Staff Sgt. Jaime Nicholson was on his way to Marine Corps Base Camp Pendleton, Calif., to join his platoon for the Crucible when he stopped at the McDonald's on Balboa Drive to grab a quick cup of coffee.
"I was about to order when I heard the lady say, 'Oh my God!' over the intercom," said Nicholson. "At first I thought someone burned the fries or something. Then I heard screaming."
The man at the pay window had dropped some change and bent over to pick it up, but he left his foot on the accelerator. The car jolted into the restaurant wall and its door closed on the man's head. The car was at a standstill, grinding against the restaurant wall.
"When I got out to see what happened, I noticed the engine was (racing)," said Nicholson, back at the McDonald's for a burger days after the incident. "I broke the car's back window and put the vehicle in reverse (to back away from the window), then park."
The injured man was unconscious.
"His head was purple and his eyes were bugged out," said Nicholson. "I thought he was going to die."
Medics arrived on the scene, pulled the unidentified man from his sedan and rushed him to Scripps Memorial Hospital.
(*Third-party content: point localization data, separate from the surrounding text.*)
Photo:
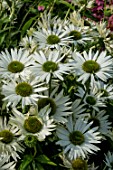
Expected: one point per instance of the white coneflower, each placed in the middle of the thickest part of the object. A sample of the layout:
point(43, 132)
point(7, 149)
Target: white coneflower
point(92, 99)
point(9, 139)
point(93, 66)
point(45, 66)
point(101, 121)
point(15, 64)
point(60, 105)
point(24, 91)
point(77, 139)
point(38, 124)
point(79, 34)
point(51, 34)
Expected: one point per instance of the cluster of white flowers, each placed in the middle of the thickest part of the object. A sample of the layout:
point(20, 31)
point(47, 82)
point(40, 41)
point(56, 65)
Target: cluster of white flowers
point(58, 83)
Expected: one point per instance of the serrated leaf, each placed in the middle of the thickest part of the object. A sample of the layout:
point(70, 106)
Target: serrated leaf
point(67, 4)
point(27, 25)
point(45, 160)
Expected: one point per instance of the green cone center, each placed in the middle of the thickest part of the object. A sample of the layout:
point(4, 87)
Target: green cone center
point(95, 121)
point(44, 102)
point(76, 35)
point(76, 138)
point(53, 39)
point(79, 164)
point(7, 136)
point(30, 141)
point(32, 124)
point(91, 100)
point(50, 66)
point(15, 67)
point(24, 89)
point(90, 66)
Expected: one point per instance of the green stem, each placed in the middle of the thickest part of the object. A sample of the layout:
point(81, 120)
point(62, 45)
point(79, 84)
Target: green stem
point(35, 151)
point(50, 84)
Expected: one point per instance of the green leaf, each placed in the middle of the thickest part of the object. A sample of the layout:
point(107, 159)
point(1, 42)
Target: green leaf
point(8, 28)
point(45, 160)
point(27, 25)
point(26, 161)
point(67, 4)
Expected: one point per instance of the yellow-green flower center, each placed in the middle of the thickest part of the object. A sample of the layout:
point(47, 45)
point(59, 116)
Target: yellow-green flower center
point(90, 66)
point(76, 35)
point(15, 67)
point(32, 124)
point(24, 89)
point(30, 141)
point(79, 164)
point(104, 93)
point(49, 66)
point(91, 100)
point(7, 136)
point(44, 102)
point(53, 39)
point(76, 138)
point(95, 121)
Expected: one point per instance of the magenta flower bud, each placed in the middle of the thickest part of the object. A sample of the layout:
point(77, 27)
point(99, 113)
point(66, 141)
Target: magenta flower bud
point(41, 8)
point(110, 23)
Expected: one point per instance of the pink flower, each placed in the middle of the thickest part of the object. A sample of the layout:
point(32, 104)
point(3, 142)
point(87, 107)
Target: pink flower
point(41, 8)
point(110, 23)
point(69, 1)
point(100, 2)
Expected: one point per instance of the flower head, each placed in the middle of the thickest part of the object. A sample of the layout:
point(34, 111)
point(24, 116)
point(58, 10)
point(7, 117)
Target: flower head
point(51, 65)
point(93, 66)
point(9, 140)
point(26, 92)
point(15, 65)
point(77, 139)
point(38, 124)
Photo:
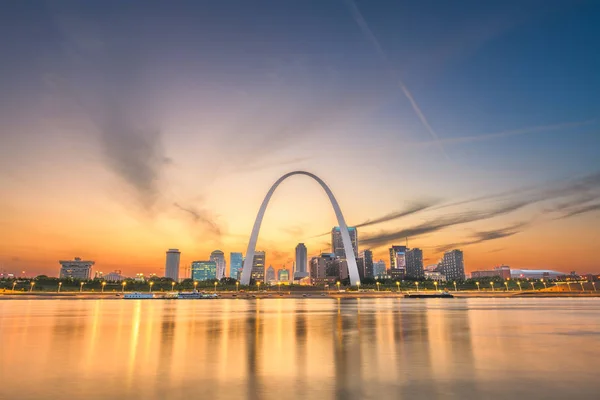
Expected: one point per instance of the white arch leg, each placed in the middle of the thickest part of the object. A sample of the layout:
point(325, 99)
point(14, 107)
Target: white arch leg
point(350, 259)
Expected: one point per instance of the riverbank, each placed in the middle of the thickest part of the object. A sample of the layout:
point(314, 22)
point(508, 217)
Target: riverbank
point(299, 294)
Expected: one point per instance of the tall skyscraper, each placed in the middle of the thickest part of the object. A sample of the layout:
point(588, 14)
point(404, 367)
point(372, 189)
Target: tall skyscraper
point(367, 263)
point(337, 244)
point(76, 269)
point(283, 275)
point(236, 261)
point(395, 260)
point(414, 263)
point(301, 262)
point(204, 270)
point(270, 274)
point(258, 266)
point(379, 268)
point(452, 265)
point(219, 258)
point(172, 264)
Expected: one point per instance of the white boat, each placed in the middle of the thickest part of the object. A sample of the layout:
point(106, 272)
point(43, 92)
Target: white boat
point(138, 295)
point(189, 295)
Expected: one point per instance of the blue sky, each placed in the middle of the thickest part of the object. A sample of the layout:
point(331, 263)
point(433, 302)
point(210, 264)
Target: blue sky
point(195, 102)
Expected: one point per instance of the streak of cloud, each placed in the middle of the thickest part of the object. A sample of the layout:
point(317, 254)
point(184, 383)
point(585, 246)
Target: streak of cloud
point(484, 236)
point(436, 225)
point(503, 134)
point(366, 30)
point(413, 209)
point(201, 216)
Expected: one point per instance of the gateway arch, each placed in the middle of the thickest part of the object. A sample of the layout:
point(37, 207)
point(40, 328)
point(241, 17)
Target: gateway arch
point(350, 259)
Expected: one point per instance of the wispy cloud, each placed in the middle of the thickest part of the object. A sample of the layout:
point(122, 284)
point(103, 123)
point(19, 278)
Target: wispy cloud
point(503, 134)
point(368, 33)
point(412, 209)
point(202, 217)
point(485, 236)
point(439, 224)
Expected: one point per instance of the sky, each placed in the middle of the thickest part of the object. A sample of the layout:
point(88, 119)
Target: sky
point(128, 128)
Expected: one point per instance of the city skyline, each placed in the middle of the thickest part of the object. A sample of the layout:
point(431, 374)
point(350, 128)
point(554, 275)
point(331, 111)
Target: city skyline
point(146, 142)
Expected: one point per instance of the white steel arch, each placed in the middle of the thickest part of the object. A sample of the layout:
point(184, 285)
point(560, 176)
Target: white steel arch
point(350, 259)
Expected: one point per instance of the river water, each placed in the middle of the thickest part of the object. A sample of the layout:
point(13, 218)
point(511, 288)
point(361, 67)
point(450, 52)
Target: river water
point(300, 349)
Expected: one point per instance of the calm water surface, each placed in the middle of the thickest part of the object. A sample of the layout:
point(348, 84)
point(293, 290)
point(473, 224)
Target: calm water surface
point(300, 349)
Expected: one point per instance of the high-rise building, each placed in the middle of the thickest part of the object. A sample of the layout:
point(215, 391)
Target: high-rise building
point(337, 244)
point(236, 261)
point(219, 258)
point(172, 265)
point(283, 275)
point(414, 263)
point(301, 262)
point(452, 265)
point(270, 274)
point(379, 269)
point(258, 266)
point(204, 270)
point(77, 269)
point(395, 260)
point(366, 257)
point(327, 268)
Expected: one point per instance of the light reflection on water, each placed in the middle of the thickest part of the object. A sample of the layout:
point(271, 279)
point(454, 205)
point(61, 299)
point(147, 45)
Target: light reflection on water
point(300, 349)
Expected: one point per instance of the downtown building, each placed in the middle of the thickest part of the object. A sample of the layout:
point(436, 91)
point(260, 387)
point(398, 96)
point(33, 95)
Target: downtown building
point(219, 258)
point(397, 262)
point(258, 267)
point(337, 244)
point(414, 264)
point(327, 268)
point(236, 263)
point(379, 269)
point(270, 276)
point(365, 264)
point(502, 271)
point(204, 270)
point(172, 264)
point(452, 265)
point(283, 275)
point(301, 262)
point(76, 269)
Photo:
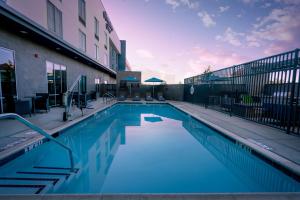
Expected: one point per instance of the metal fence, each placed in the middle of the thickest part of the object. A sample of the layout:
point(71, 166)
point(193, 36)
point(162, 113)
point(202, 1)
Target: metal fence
point(265, 91)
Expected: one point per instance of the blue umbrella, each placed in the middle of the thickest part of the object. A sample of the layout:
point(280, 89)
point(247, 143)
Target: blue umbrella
point(153, 119)
point(154, 80)
point(130, 79)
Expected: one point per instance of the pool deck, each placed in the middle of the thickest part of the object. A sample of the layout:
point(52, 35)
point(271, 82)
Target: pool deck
point(272, 143)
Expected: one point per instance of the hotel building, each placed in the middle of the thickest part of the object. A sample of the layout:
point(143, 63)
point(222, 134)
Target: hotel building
point(46, 44)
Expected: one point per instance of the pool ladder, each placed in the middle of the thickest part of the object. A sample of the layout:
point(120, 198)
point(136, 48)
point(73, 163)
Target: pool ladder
point(38, 178)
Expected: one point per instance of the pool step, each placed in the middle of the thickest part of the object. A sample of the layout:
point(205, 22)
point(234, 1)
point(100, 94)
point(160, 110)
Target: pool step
point(37, 180)
point(20, 180)
point(66, 175)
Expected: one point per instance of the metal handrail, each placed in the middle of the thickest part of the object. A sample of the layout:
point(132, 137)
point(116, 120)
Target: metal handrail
point(42, 132)
point(108, 94)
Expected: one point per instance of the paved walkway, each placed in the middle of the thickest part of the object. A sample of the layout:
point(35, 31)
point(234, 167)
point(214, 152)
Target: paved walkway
point(272, 139)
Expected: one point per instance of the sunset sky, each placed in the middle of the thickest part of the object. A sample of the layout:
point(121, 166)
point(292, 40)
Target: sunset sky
point(175, 39)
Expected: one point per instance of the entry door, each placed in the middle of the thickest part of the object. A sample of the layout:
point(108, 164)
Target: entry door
point(57, 83)
point(8, 92)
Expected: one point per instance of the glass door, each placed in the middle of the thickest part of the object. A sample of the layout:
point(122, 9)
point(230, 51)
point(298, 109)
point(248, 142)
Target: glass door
point(57, 82)
point(8, 91)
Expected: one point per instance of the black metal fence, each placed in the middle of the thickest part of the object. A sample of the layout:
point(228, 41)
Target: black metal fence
point(265, 90)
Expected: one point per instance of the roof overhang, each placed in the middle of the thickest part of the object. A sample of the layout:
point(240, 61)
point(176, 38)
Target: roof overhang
point(18, 24)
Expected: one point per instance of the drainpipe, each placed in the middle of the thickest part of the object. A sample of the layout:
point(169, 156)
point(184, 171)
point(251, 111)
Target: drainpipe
point(296, 62)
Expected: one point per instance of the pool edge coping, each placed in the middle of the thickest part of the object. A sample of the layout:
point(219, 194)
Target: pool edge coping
point(272, 156)
point(20, 150)
point(133, 196)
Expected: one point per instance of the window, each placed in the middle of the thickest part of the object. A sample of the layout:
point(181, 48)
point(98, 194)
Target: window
point(83, 84)
point(81, 11)
point(54, 18)
point(57, 82)
point(8, 90)
point(106, 40)
point(105, 60)
point(96, 26)
point(96, 52)
point(82, 41)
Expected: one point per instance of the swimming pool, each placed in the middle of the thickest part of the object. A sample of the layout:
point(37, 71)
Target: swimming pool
point(144, 148)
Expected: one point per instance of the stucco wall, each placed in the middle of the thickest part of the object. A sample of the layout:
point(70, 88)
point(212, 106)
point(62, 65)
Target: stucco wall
point(31, 60)
point(36, 10)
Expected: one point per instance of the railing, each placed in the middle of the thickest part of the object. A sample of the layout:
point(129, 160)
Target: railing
point(42, 132)
point(68, 97)
point(107, 97)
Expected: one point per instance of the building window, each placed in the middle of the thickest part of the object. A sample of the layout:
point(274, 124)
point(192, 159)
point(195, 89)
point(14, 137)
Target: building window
point(96, 27)
point(105, 60)
point(96, 52)
point(54, 18)
point(81, 11)
point(106, 40)
point(82, 41)
point(57, 82)
point(8, 90)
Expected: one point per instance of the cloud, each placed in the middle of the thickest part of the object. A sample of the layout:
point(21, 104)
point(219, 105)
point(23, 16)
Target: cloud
point(224, 8)
point(231, 37)
point(173, 3)
point(280, 25)
point(207, 19)
point(191, 4)
point(218, 59)
point(143, 53)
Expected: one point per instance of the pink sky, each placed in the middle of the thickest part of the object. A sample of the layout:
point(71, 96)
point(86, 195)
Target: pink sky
point(175, 39)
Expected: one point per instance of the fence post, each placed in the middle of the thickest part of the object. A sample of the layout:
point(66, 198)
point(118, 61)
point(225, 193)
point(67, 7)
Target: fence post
point(232, 88)
point(296, 62)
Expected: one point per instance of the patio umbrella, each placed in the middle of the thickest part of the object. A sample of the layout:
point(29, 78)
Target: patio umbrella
point(130, 79)
point(153, 119)
point(154, 80)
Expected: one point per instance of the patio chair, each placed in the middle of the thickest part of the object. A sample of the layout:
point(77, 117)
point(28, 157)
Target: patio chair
point(136, 97)
point(42, 101)
point(160, 97)
point(122, 97)
point(148, 97)
point(23, 107)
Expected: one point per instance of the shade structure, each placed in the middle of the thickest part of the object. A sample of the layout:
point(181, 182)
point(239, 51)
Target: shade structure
point(130, 79)
point(153, 119)
point(153, 80)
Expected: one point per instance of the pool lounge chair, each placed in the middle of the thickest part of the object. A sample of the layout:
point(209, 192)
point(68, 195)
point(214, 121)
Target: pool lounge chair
point(136, 97)
point(160, 97)
point(148, 97)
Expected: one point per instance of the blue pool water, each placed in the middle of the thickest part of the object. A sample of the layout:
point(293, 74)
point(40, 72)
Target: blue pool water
point(132, 148)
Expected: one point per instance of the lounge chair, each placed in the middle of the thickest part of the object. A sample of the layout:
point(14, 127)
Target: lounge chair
point(136, 97)
point(160, 97)
point(42, 101)
point(122, 97)
point(23, 107)
point(148, 97)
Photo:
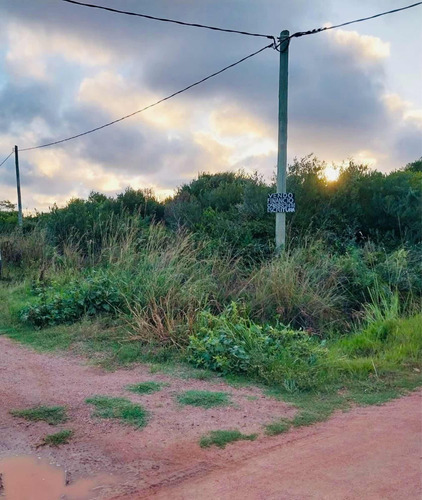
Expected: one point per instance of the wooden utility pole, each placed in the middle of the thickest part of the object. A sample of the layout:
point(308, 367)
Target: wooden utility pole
point(18, 186)
point(280, 220)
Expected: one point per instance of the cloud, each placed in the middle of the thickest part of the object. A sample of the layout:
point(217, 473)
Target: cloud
point(69, 69)
point(363, 46)
point(31, 48)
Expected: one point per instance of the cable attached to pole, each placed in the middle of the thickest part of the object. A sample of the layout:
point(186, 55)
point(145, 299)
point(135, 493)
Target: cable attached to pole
point(152, 105)
point(319, 30)
point(5, 160)
point(166, 20)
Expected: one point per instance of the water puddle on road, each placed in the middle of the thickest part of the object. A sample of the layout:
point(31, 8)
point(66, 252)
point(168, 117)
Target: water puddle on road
point(29, 478)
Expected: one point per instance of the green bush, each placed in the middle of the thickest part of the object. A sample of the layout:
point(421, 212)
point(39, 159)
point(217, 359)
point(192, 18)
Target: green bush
point(231, 343)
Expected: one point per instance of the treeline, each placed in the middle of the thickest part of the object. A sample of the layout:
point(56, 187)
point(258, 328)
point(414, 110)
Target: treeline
point(230, 209)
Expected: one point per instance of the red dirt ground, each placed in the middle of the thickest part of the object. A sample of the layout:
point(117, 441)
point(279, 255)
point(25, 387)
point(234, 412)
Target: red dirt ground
point(370, 453)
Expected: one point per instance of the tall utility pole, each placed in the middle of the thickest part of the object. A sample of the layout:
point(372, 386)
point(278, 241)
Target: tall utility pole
point(280, 220)
point(18, 186)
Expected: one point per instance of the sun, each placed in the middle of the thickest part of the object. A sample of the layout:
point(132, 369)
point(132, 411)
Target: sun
point(331, 174)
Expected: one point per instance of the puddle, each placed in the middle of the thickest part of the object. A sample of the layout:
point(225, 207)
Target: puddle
point(29, 478)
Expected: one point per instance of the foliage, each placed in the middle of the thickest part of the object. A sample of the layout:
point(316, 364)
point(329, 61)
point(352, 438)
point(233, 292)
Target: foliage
point(51, 414)
point(221, 438)
point(119, 408)
point(232, 343)
point(62, 437)
point(204, 399)
point(93, 295)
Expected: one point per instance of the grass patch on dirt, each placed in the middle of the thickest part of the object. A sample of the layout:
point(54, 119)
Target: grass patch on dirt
point(146, 387)
point(204, 399)
point(277, 427)
point(119, 408)
point(57, 439)
point(51, 414)
point(222, 438)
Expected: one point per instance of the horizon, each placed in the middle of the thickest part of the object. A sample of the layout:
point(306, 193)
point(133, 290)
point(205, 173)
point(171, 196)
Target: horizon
point(353, 93)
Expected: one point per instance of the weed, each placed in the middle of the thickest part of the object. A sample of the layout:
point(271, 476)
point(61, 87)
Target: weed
point(51, 414)
point(146, 387)
point(204, 399)
point(222, 438)
point(277, 427)
point(119, 408)
point(62, 437)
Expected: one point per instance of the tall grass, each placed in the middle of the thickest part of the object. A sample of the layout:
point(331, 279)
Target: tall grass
point(303, 287)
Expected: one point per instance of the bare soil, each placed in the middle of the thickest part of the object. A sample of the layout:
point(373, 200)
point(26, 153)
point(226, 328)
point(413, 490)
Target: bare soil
point(371, 453)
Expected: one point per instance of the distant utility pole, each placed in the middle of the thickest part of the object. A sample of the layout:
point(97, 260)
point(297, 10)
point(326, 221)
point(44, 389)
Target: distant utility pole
point(18, 186)
point(280, 220)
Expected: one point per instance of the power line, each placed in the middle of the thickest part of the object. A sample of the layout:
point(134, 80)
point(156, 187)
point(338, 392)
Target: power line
point(166, 20)
point(319, 30)
point(5, 160)
point(154, 104)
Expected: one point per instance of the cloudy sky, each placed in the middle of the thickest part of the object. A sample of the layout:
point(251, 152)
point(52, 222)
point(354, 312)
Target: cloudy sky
point(354, 92)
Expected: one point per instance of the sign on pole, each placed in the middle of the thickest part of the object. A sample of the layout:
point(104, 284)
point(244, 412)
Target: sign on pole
point(281, 203)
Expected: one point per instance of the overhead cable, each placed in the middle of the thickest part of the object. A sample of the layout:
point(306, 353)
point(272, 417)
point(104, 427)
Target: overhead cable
point(319, 30)
point(166, 20)
point(5, 160)
point(151, 105)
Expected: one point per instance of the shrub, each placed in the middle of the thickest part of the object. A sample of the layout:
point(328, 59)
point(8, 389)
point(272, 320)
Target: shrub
point(90, 296)
point(231, 343)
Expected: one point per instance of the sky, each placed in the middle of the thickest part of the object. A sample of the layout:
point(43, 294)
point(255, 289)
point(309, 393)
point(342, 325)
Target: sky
point(354, 93)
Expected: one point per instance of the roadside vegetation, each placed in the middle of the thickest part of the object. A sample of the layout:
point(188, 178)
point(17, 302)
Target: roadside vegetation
point(334, 320)
point(119, 408)
point(222, 438)
point(53, 415)
point(204, 399)
point(57, 439)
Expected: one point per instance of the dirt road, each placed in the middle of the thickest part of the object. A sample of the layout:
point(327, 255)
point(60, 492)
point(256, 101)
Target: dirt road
point(370, 453)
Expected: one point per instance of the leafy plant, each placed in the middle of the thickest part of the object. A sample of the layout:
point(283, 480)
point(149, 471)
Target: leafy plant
point(90, 296)
point(232, 343)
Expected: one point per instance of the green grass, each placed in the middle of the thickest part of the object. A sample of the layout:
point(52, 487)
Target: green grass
point(222, 438)
point(62, 437)
point(119, 408)
point(51, 414)
point(204, 399)
point(277, 427)
point(146, 387)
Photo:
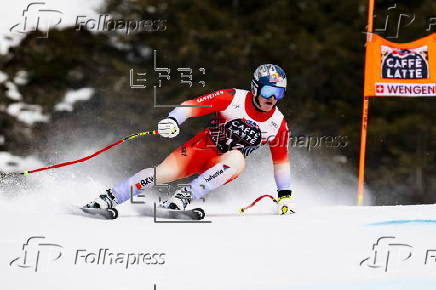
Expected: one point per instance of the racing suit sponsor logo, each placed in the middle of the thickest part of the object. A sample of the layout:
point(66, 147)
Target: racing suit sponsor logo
point(144, 182)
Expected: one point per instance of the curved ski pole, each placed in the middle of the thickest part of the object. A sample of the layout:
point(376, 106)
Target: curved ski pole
point(128, 138)
point(242, 210)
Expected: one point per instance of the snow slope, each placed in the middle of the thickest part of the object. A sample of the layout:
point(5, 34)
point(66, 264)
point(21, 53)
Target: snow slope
point(327, 244)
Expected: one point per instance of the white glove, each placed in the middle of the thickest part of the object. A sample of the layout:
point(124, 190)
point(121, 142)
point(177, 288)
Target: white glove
point(285, 204)
point(168, 128)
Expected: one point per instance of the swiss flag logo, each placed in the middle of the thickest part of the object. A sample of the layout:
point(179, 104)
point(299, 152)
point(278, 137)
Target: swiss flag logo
point(380, 89)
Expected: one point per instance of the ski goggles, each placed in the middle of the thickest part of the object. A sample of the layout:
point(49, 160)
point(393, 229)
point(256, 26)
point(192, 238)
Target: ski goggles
point(268, 91)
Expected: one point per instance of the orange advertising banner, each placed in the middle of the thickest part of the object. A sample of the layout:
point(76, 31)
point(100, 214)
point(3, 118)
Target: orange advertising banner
point(400, 69)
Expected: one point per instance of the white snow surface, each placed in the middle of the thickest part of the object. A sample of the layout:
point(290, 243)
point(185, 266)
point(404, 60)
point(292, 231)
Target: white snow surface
point(319, 247)
point(26, 113)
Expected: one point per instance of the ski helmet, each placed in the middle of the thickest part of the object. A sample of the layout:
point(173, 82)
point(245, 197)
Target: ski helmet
point(269, 80)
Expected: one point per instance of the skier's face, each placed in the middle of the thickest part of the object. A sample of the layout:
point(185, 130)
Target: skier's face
point(266, 104)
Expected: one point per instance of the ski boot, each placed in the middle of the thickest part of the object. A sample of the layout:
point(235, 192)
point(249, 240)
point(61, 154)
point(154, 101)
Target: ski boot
point(181, 198)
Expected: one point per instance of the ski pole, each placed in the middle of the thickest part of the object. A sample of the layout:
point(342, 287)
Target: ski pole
point(128, 138)
point(242, 210)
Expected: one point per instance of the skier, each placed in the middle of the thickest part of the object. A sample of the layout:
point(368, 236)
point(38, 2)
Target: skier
point(244, 121)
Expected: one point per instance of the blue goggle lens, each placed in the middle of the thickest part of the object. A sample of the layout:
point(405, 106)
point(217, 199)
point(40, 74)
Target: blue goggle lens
point(268, 91)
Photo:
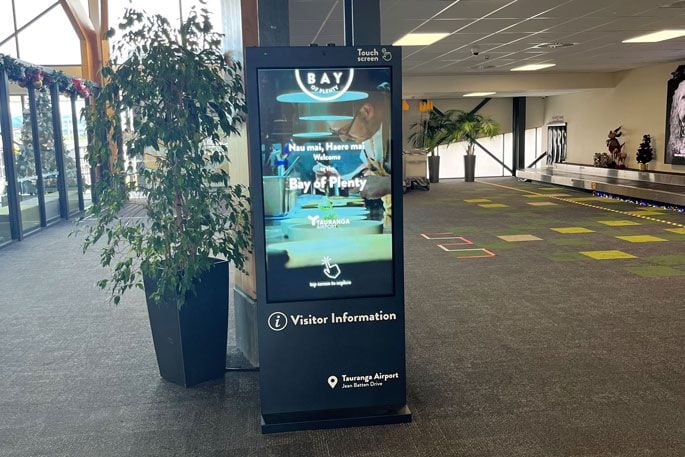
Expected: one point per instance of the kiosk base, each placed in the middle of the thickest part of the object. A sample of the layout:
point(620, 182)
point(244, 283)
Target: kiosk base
point(277, 423)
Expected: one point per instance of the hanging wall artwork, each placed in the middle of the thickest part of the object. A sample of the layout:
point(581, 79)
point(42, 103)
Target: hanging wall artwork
point(556, 143)
point(675, 118)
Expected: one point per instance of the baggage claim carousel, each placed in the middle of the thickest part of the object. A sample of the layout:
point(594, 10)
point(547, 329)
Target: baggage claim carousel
point(658, 187)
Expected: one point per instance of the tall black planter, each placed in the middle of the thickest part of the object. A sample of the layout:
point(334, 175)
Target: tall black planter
point(434, 168)
point(190, 342)
point(469, 167)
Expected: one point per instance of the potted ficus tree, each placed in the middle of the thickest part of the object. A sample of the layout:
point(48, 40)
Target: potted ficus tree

With emergency care, the victim survived.
Nicholson quietly went to Camp Pendleton after the incident.
"When I got there, the chief (dill instructor) asked why I was late," said Nicholson. "When I told him what happened, he was like 'Wow.' I guess that was a good excuse."
Nicholson's deed will likely merit the Navy and Marine Corps Lifesaving Medal.
"It's not what you expect to find at the McDonald's drive-thru, but he's a hero," San Diego Police Department Sgt. Andra Brown told television reporters about Nicholson. "He saved a life today."
Nicholson remained humble about the situation: "I saved a man's life, and that feels good. But I just reacted. I think being a Marine and a drill instructor helped me in this situation. I am used to thinking on my feet."